For each category of response, the reader will find a description of work being done around the world, by which actors, how it is funded and who or what is targeted. The report further analyses the underlying assumptions and theories of change behind these responses, while weighing up the challenges and opportunities. Each category of response is also assessed in terms of its intersections with the universal human right of freedom of expression, with a particular focus on press freedom and access to information. Finally, case studies of responses to COVID-19 disinformation are presented within each category.
The report provides stakeholders with a rich suite of sector-specific recommendations, as well as a helpful 23-point framework that can be used for assessing any particular response to disinformation in the context of freedom of expression challenges. This research will help the widest range of key actors to better understand this phenomenon, and especially the way the world is responding to it, and where the gaps are.
At the heart of this knowledge product is the need to balance responses to disinformation with respect for freedom of expression. The research shows us that this can be done.
Celebrating its 10th Anniversary this year, the ITU/UNESCO Broadband Commission for Sustainable Development, co-chaired by H.E. President Paul Kagame and the entrepreneur/philanthropist Carlos Slim, is a public-private forum of leaders in technology, government, multilateral and UN, civil society and academia to help advance universal access to information through enhancing broadband connectivity. UNESCO secretariat and Dr. Hessa Al Jaber of Qatar co-chaired the Working Group that commissioned this research.

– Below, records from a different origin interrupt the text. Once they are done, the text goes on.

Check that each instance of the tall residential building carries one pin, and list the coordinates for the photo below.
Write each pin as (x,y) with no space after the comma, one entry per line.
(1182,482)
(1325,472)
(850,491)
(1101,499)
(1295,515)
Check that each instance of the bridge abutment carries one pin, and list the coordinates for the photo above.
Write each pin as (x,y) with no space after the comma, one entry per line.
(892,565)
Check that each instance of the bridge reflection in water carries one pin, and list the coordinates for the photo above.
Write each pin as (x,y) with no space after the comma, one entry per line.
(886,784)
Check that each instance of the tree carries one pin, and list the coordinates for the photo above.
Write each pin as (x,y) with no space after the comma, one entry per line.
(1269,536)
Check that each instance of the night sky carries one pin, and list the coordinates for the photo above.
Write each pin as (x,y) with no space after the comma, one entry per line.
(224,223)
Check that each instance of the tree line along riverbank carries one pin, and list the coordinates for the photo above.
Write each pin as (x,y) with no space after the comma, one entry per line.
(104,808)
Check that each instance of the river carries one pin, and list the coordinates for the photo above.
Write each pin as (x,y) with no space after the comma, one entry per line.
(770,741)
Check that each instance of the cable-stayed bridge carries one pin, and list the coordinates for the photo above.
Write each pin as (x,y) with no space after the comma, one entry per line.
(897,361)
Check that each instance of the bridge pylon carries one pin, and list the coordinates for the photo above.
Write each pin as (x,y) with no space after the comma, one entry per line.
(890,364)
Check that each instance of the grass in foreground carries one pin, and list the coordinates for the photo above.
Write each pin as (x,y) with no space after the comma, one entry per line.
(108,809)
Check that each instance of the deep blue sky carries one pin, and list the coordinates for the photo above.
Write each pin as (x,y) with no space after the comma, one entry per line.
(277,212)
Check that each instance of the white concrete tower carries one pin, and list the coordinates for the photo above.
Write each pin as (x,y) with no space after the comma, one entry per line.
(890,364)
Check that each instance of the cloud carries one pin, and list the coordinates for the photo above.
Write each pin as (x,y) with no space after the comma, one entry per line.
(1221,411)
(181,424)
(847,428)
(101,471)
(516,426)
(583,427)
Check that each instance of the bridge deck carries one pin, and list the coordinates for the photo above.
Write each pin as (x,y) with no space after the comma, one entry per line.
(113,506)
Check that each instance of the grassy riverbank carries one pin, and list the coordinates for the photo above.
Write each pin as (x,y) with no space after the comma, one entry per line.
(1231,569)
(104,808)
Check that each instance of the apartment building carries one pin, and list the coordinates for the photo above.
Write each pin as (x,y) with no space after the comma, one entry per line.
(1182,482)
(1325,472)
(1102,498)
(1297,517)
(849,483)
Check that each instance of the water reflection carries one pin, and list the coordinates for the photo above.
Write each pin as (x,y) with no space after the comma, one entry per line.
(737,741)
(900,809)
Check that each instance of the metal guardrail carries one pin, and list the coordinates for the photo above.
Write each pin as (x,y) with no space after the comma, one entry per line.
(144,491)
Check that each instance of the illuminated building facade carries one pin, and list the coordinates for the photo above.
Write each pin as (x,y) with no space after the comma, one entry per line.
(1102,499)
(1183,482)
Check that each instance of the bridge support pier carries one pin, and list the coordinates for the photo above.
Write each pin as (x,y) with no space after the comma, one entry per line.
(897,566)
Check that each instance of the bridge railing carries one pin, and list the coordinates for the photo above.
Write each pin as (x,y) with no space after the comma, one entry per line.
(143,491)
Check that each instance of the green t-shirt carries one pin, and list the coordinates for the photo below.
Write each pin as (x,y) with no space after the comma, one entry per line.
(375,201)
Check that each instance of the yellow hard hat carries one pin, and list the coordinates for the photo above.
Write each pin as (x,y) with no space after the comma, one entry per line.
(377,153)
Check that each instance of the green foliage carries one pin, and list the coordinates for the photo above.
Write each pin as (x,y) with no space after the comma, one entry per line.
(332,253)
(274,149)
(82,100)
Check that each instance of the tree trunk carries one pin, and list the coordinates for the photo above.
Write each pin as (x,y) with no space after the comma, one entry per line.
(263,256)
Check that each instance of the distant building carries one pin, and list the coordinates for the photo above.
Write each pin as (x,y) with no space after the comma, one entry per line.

The research of the Broadband Commission study is edited by Prof. Kalina Bontcheva (University of Sheffield, UK) and Dr. Julie Posetti (International Center for Journalists, US; Centre for Freedom of the Media, University of Sheffield; Reuters Institute for the Study of Journalism, University of Oxford, UK). The other contributing authors are Denis Teyssou (Agence France Presse, France); Prof. Trisha Meyer (Vrije Universiteit Brussel, Belgium); Sam Gregory (WITNESS, US); Clara Hanot (EU Disinfolab, Belgium); and Dr. Diana Maynard (University of Sheffield, UK).